The record of morphological constraints consists of the record of specification of part of speech, gender, number, case, grade of adjectives, agreement, and none of these items is obligatory but one of them at least should always be present. If any of these items is not given, no constraint is imposed on the particular category (i.e. all attribute values are permissible on the corresponding node). If a lemma occurs in the record of a realization, a morphological constraint on the part of speech need not be given since it is determined unambiguously by the lemma.

neg := '~'

The ~ character indicates a constraint on the presence of negation in a morphological tag.

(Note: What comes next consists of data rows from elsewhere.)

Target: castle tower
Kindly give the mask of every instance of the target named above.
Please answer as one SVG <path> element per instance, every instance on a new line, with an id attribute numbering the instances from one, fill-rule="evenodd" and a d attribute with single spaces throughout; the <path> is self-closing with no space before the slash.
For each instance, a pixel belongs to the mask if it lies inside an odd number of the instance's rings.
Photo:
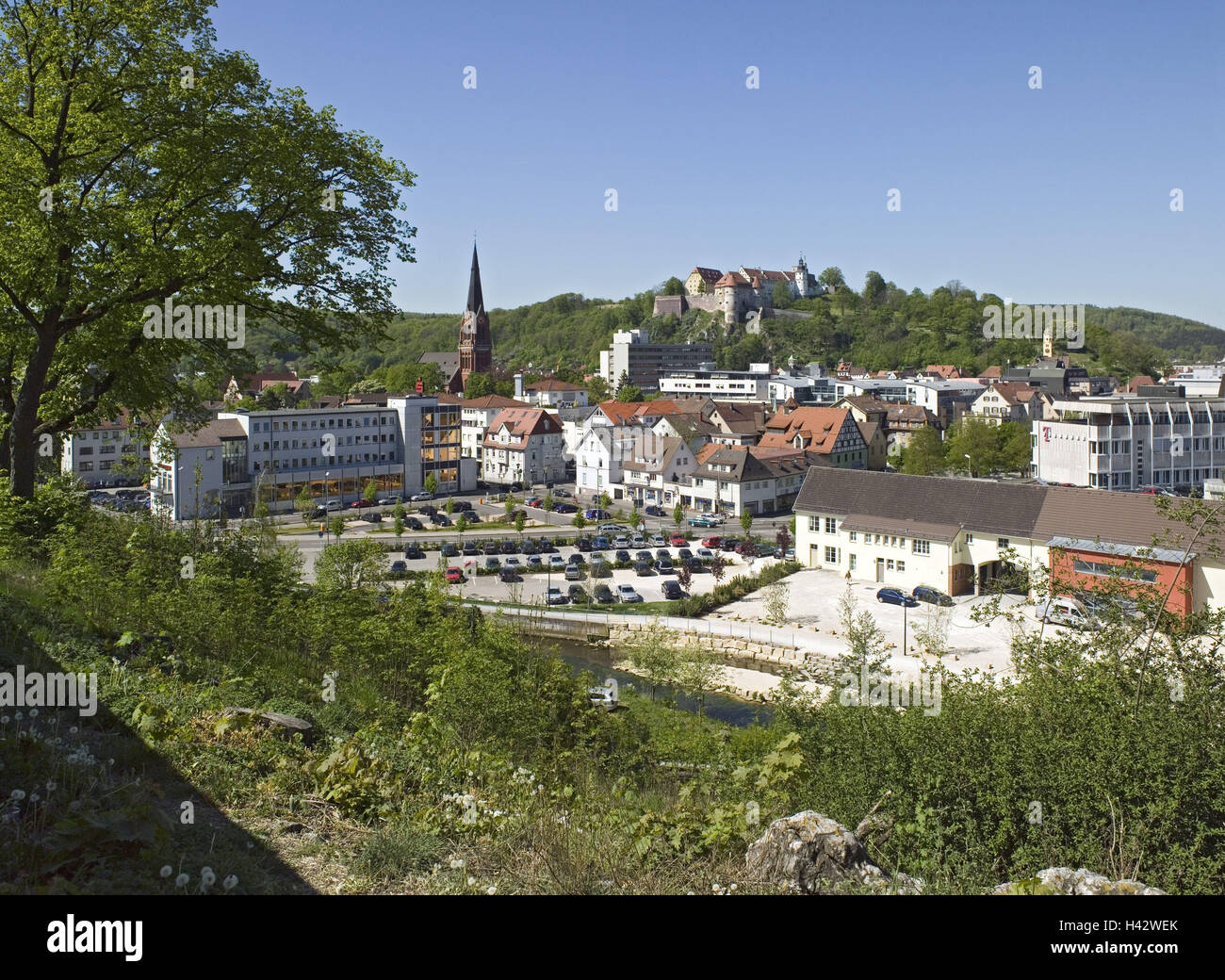
<path id="1" fill-rule="evenodd" d="M 468 305 L 459 323 L 459 382 L 468 383 L 468 375 L 488 375 L 494 369 L 494 338 L 489 332 L 489 314 L 480 292 L 480 263 L 477 243 L 472 246 L 472 276 L 468 279 Z"/>

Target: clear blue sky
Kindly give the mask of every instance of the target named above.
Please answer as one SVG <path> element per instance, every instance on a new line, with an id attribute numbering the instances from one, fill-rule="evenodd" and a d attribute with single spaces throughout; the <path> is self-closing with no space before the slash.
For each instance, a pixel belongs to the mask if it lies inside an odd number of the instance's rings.
<path id="1" fill-rule="evenodd" d="M 802 250 L 856 287 L 958 278 L 1225 327 L 1216 0 L 222 0 L 214 22 L 418 174 L 408 310 L 463 307 L 477 232 L 491 307 Z"/>

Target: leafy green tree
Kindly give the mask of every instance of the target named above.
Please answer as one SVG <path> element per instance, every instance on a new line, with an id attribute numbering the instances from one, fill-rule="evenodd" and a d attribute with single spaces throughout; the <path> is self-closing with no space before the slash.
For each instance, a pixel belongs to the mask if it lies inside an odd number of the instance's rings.
<path id="1" fill-rule="evenodd" d="M 361 589 L 387 575 L 387 552 L 371 538 L 330 544 L 315 562 L 315 583 L 322 589 Z"/>
<path id="2" fill-rule="evenodd" d="M 494 379 L 489 375 L 473 372 L 463 383 L 464 398 L 484 398 L 494 393 Z"/>
<path id="3" fill-rule="evenodd" d="M 650 699 L 655 699 L 655 691 L 676 680 L 680 669 L 680 652 L 676 649 L 676 641 L 658 616 L 652 616 L 643 630 L 635 635 L 627 644 L 630 663 L 633 664 L 635 673 L 650 685 Z"/>
<path id="4" fill-rule="evenodd" d="M 590 381 L 587 382 L 587 399 L 592 404 L 599 404 L 611 397 L 612 392 L 609 391 L 609 382 L 600 375 L 592 375 Z"/>
<path id="5" fill-rule="evenodd" d="M 310 495 L 310 485 L 303 484 L 301 492 L 294 499 L 294 510 L 298 511 L 306 527 L 310 527 L 314 522 L 315 501 Z"/>
<path id="6" fill-rule="evenodd" d="M 842 270 L 838 266 L 829 266 L 829 268 L 824 270 L 817 277 L 817 282 L 833 293 L 839 287 L 846 284 L 846 278 L 842 274 Z"/>
<path id="7" fill-rule="evenodd" d="M 120 408 L 198 414 L 185 361 L 249 370 L 236 316 L 233 337 L 180 338 L 164 303 L 208 307 L 201 332 L 229 306 L 305 347 L 381 336 L 388 262 L 413 257 L 397 217 L 413 174 L 217 49 L 206 4 L 5 2 L 0 37 L 0 469 L 15 494 L 33 496 L 43 434 Z"/>
<path id="8" fill-rule="evenodd" d="M 728 670 L 718 650 L 703 647 L 701 641 L 688 643 L 676 658 L 675 674 L 676 682 L 697 701 L 697 717 L 704 718 L 706 696 L 726 682 Z"/>

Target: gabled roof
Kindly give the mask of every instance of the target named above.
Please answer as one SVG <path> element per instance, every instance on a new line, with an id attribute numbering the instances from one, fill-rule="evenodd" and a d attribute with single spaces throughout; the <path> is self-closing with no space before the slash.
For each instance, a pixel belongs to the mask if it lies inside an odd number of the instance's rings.
<path id="1" fill-rule="evenodd" d="M 790 413 L 778 412 L 766 423 L 760 446 L 794 446 L 796 436 L 801 448 L 811 452 L 832 452 L 838 434 L 850 417 L 849 408 L 801 405 Z"/>
<path id="2" fill-rule="evenodd" d="M 506 430 L 511 442 L 500 442 L 495 435 Z M 485 431 L 485 446 L 501 450 L 523 448 L 532 436 L 561 435 L 561 425 L 543 408 L 503 408 Z"/>
<path id="3" fill-rule="evenodd" d="M 795 510 L 843 514 L 864 529 L 867 523 L 888 521 L 908 537 L 922 537 L 920 529 L 937 526 L 1044 544 L 1069 535 L 1145 548 L 1165 534 L 1171 537 L 1159 544 L 1185 544 L 1186 526 L 1166 521 L 1155 500 L 1110 490 L 815 468 L 804 480 Z"/>
<path id="4" fill-rule="evenodd" d="M 180 450 L 221 446 L 223 439 L 246 439 L 246 430 L 238 419 L 213 419 L 195 432 L 173 432 L 170 440 Z"/>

pos := 'a' | 'd' | 'i' | 'n' | 'u' | 'j' | 'v' | 's' | 'f' | 'c'

A part of speech is written in lower case:

a: adjective
d: adverb
i: particle
n: noun
j: subordinating conjunction
v: verb
f: verb in infinitive form
u: possessive pronoun or adjective
s: root node of a direct speech subtree
c: root node of a subtree corresponding to an (asyndetic) dependent content clause (i.e. a clause introduced by a relative pronoun or adverb)

gender := 'F' | 'M' | 'I' | 'N'

Gender is written in upper case:

F: feminine
M: masculine animate
I: masculine inanimate
N: neuter

number := 'S' | 'P'

Number is written in upper case:

S: singular
P: plural

case := '1' | '2' | '3' | '4' | '5' | '6' | '7'

Case is recorded by its number.

deg := '@1' | '@2' | '@3'

A grade of an adjective is introduced by symbol @ distinguishing it from the case number.

agreement := '#'

Agreement with the governing node in case, number and gender (only if this category exists by both nodes and it is not specified by the record of morphological constraints by the dependent node).

tag_spec := tag_pos '<' tag_values '>' [ tag_spec ]
tag_pos := [ '$1' | '$2' | '$3' | '$4' | '$5' | '$6' | '$7' | '$8' 
             | '$9' | '$10' | '$11' | '$12' | '$13' | '$14' | '$15' ]
tag_values := CHAR [ tag_values ]

If the records stated above are not sufficient to describe the constraints on a morphological tag, it is possible to give other constraints in the form of enumerated values that are permissible for particular positions of the morphological tag. The record of a constraint on the value of a particular morphological tag begins with the symbol $, followed by the number of position (1 to 15), and by a string within pointed brackets < > this string consists of all symbols that are allowed to occur in the particular position of a morphological tag. All symbols except letters, numbers and a hyphen that occur within pointed brackets must be introduced by a backslash.

A valency frame can be empty. Such valency frame is recorded in the folowing way: EMPTY.